Clerks sort mail in the cramped interior of a Railway Post Office, which typically ranged from 15-60 feet long to about 9 feet wide.
Clerks sort mail in the cramped interior of a Railway Post Office, which typically ranged from 15-60 feet long to about 9 feet wide.

Noel Beaudette had an interesting mail route once — one that took him from Minnesota to Nebraska.

In a recent Minneapolis Star Tribune article, Beaudette, who retired from USPS in 1986, recalled his experiences as a railway postal clerk in the 1960s.

The national postal system included Railway Post Offices in Minnesota from 1871-1971. Mail cars were like a regular Post Office, with cubbyholes and slots for receiving and dispatching mail.

“We’d work like the dickens on overnight rides to Omaha, sorting mail for Iowa, Nebraska and California,” Beaudette recalled.

Rail routes were risky.
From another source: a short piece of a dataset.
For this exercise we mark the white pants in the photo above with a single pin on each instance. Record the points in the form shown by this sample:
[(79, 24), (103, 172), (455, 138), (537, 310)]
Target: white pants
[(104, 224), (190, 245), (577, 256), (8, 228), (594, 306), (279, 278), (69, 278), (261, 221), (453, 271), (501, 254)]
From 1875-1916, about 300 clerks were reportedly killed and 11,000 injured in train accidents nationwide.

By the late 1960s, railroad companies had cut the number of mail-carrying passenger trains as ridership declined, prompting postal leaders to divert resources to highway service.

With his railway route gone, Beaudette became a letter carrier.

“When I mention the Railway Post Offices today, nobody knows what I’m talking about,” he said.

Beaudette, 85, loved his rolling Post Office.

“If I had the opportunity, I would have paid $50,000 to buy that railway post job,” he said. “I never would have left it if I wasn’t forced to.”